ISSN: 0041-4255
e-ISSN: 2791-6472

Osman Gümüşçü, Abdullah Uğur, Tülay Aygören

Anahtar Kelimeler: Orman tahribi, Tahrir defteri, Türkiye, Anadolu, Hüdavendigar sancağı

Özet

Avrupa'da yaşanan endüstri devriminden sonraki dönemde bir konu, özellikle çarpıcı bir hızla önem kazanmaya başlamıştır: Çevresel değişim. Birçok bileşeni bulunan çevresel değişim, artan nüfusa ve insanların ihtiyaçlarına bağlı olarak her geçen gün daha çok dikkat çeken ve araştırılan bir konu haline gelmiştir.
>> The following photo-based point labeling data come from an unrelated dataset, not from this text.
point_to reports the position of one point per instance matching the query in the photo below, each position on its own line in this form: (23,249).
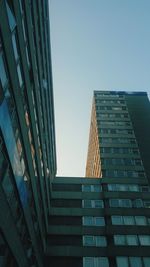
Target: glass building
(27,132)
(66,221)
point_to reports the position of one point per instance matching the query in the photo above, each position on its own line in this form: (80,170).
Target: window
(97,221)
(144,240)
(95,262)
(19,75)
(146,261)
(3,75)
(138,203)
(124,203)
(87,220)
(146,204)
(122,262)
(88,262)
(91,188)
(86,188)
(97,241)
(119,240)
(140,220)
(15,48)
(93,203)
(117,220)
(145,189)
(132,240)
(11,18)
(88,240)
(128,220)
(135,261)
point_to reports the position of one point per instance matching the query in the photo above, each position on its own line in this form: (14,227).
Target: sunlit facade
(66,221)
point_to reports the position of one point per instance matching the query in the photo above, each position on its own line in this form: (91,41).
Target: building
(52,221)
(119,135)
(105,222)
(27,132)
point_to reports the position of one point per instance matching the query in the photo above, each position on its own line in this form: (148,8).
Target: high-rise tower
(119,135)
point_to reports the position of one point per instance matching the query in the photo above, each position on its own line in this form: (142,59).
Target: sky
(95,45)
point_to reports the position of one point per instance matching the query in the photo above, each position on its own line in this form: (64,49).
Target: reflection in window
(3,75)
(95,262)
(95,221)
(19,75)
(11,18)
(97,241)
(15,48)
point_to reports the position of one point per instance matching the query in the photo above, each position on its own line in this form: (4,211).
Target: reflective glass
(144,240)
(86,188)
(87,203)
(128,220)
(88,262)
(97,188)
(98,203)
(88,240)
(135,262)
(102,262)
(19,75)
(146,261)
(132,240)
(3,75)
(140,220)
(11,18)
(87,220)
(117,220)
(122,262)
(119,240)
(101,241)
(99,221)
(14,42)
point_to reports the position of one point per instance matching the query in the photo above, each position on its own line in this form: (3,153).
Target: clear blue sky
(96,44)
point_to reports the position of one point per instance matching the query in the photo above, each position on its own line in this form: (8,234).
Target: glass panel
(99,221)
(138,203)
(11,18)
(132,240)
(3,75)
(88,262)
(135,262)
(87,220)
(125,203)
(128,220)
(122,262)
(19,75)
(86,188)
(15,47)
(88,240)
(101,241)
(97,188)
(146,261)
(114,203)
(140,220)
(98,203)
(119,240)
(112,187)
(87,203)
(134,188)
(147,204)
(145,188)
(122,187)
(144,240)
(117,220)
(102,262)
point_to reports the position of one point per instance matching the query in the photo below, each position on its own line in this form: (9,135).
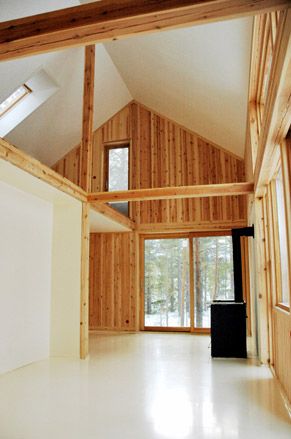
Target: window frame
(282,166)
(177,235)
(106,149)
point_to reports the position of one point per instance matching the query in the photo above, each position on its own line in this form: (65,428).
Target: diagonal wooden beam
(113,214)
(110,20)
(168,193)
(88,116)
(277,118)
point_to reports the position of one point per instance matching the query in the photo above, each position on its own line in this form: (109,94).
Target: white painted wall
(66,279)
(40,266)
(25,277)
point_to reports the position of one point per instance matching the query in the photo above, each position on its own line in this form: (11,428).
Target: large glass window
(116,173)
(283,293)
(181,282)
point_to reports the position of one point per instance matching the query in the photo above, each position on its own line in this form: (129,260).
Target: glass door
(213,275)
(166,283)
(182,276)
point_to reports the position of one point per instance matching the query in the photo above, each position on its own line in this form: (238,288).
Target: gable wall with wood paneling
(163,153)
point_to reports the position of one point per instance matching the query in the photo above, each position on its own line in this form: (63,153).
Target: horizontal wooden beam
(108,20)
(170,193)
(213,226)
(112,214)
(28,164)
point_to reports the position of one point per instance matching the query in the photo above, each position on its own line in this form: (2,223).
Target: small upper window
(14,98)
(117,173)
(283,293)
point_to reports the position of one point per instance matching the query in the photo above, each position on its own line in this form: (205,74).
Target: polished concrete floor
(143,386)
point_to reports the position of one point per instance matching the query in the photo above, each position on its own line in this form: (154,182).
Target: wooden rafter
(168,193)
(277,112)
(88,115)
(23,161)
(113,214)
(107,20)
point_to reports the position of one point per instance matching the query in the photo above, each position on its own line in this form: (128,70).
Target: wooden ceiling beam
(111,20)
(277,112)
(170,193)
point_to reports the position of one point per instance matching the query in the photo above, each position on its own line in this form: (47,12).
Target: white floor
(143,386)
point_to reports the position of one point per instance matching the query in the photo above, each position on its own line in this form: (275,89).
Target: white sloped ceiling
(197,76)
(55,127)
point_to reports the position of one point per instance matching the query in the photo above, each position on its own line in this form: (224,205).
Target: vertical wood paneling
(282,342)
(165,154)
(113,284)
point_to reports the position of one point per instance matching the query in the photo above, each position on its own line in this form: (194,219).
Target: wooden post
(88,115)
(84,303)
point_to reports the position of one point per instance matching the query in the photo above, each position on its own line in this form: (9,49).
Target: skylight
(14,98)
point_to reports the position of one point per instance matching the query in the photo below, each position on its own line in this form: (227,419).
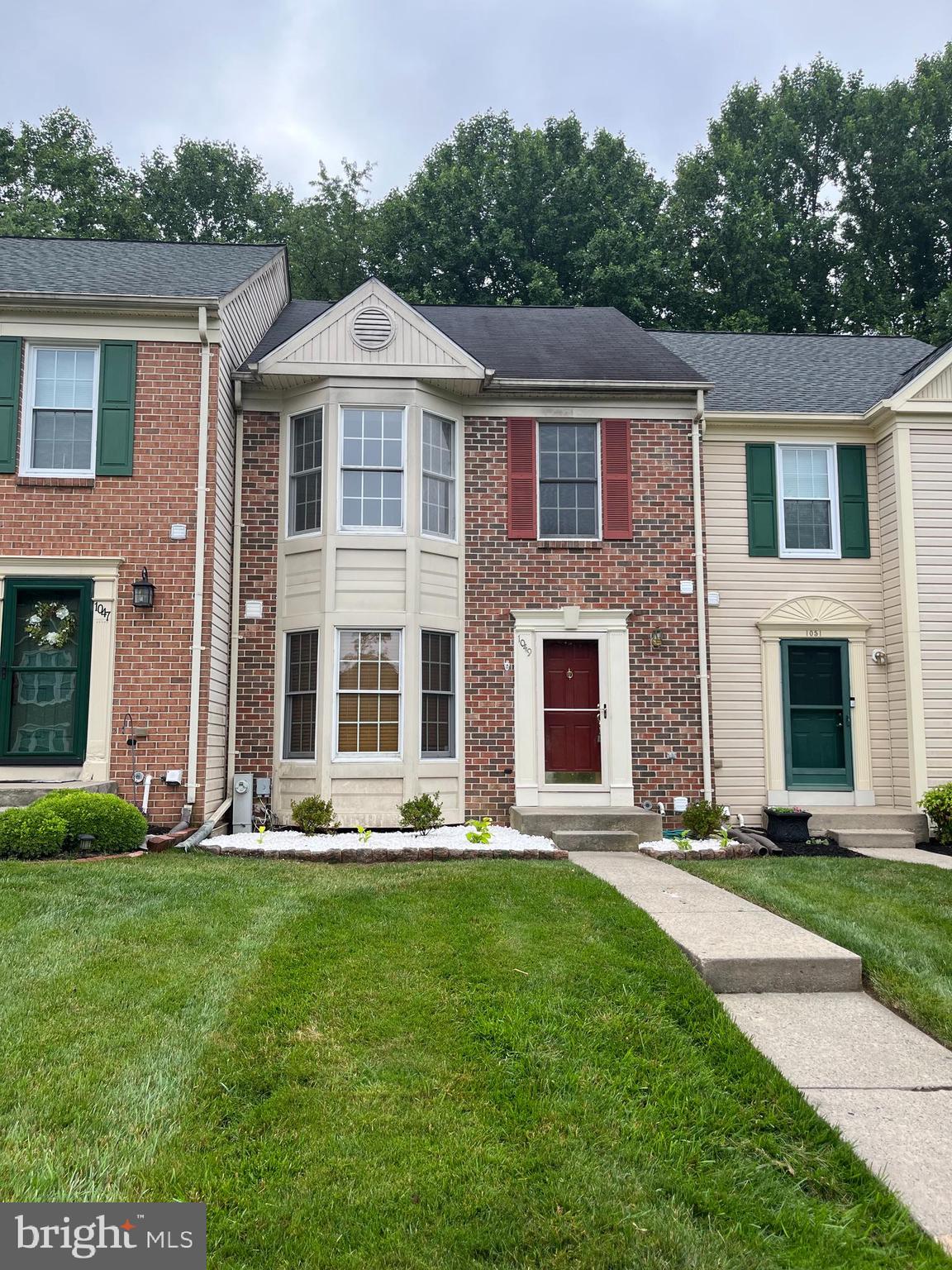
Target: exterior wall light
(142,592)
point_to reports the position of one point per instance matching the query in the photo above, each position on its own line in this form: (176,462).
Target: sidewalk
(886,1086)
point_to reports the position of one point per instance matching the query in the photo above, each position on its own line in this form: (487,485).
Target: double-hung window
(369,694)
(437,704)
(372,469)
(807,500)
(568,480)
(60,416)
(305,468)
(438,476)
(300,694)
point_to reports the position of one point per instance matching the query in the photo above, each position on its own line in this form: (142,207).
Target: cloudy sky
(383,80)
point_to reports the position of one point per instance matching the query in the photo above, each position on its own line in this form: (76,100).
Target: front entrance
(571,711)
(816,708)
(45,656)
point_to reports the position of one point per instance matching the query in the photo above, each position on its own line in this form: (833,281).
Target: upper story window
(568,480)
(371,469)
(438,480)
(305,468)
(807,500)
(60,410)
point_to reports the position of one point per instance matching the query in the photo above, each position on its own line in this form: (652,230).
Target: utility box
(241,800)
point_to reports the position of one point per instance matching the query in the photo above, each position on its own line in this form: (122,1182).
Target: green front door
(45,671)
(819,746)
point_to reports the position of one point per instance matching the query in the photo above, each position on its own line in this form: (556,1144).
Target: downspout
(697,431)
(201,504)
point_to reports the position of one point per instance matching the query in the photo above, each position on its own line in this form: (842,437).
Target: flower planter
(791,826)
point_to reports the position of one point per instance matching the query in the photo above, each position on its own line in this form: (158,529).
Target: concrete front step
(21,795)
(547,821)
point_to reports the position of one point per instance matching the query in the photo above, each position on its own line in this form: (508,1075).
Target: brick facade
(644,575)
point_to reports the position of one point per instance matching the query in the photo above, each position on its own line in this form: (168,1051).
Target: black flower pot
(788,826)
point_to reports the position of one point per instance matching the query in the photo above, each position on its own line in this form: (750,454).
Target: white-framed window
(305,471)
(60,410)
(438,476)
(300,694)
(809,518)
(569,495)
(372,469)
(369,694)
(437,695)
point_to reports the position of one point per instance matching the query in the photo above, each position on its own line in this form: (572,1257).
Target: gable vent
(372,328)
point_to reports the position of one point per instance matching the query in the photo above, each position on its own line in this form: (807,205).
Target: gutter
(198,602)
(697,431)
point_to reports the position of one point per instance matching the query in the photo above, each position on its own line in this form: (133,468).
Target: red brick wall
(644,575)
(131,517)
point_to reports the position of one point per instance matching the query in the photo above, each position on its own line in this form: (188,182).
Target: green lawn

Aslında işleyiş süreci, sonuçları ve bulunması gereken çözüm yolları, bütün ülkeleri ilgilendirmesine rağmen, ne yazık ki, bu konuda yapılan araştırmalar, gelişmiş batılı ülkelerle sınırlı kalmış gibidir. Çevresel değişimin önemli bir bileşeni olan orman tahribi, günümüzde özellikle tropikal ormanlar söz konusu edildiğinde gündeme gelmektedir. Oysaki diğer bölgelerdeki ormanlar da en az tropik ormanlar kadar bu tehlikeyle karşı karşıyadır. Çünkü tropikal bölgelerde yağış ve sıcaklık şartları, ormanların kendini üretmesi için oldukça uygun iken, diğer birçok bölgede bu durum çok daha sınırlı görünmektedir. Üstelik bu konu, sadece içinde yaşadığımız dönemi değil, kökleri çok eskiye giden derin geçmişi de ilgilendirmektedir. Bu noktadan hareketle, yaptığımız bu çalışmada, çok eski tarihlerden beri insanların ve uygarlıkların var olduğu Anadolu'da geçmişteki orman tahribi incelenmiştir. Özellikle Osmanlı döneminde hazırlanan, çok sayıda ve çeşitli arşiv belgelerindeki orman tahribi kayıtları aranmış ve konu verilerin elverdiği ölçüde ele alınmıştır. Ormanca zengin, ormanın kendini yenileyebildiği ve her dönem büyük bir nüfus barındıran İstanbul'a yakın bir sahada bulunan Hüdavendigar sancağı örneğinde konu derinlemesine araştırılarak, Anadolu geneli için de bazı sonuçlar çıkarılmaya çalışılmıştır. Osmanlı arşiv belgelerinden anlaşıldığına göre, XVI. yüzyıl gibi Anadolu'da nüfusun daha hızlı arttığı bir dönemde, artan ihtiyaçlara bağlı olarak bu dönemdeki orman tahribi dikkati çekecek boyutlara ulaşmıştır. Fakat buna rağmen, orman tahribi konusu şimdiye kadar pek dikkati çekmemiş, Osmanlı arşiv belgelerinden faydalananlar için bu konu biraz uzakta kalmıştır. Dolayısıyla, bu çalışma, konuya orman tahribi açısından yaklaşan ilk araştırma ve hatta Osmanlı döneminde Anadolu'da orman tahribi için de bir giriş niteliğindedir.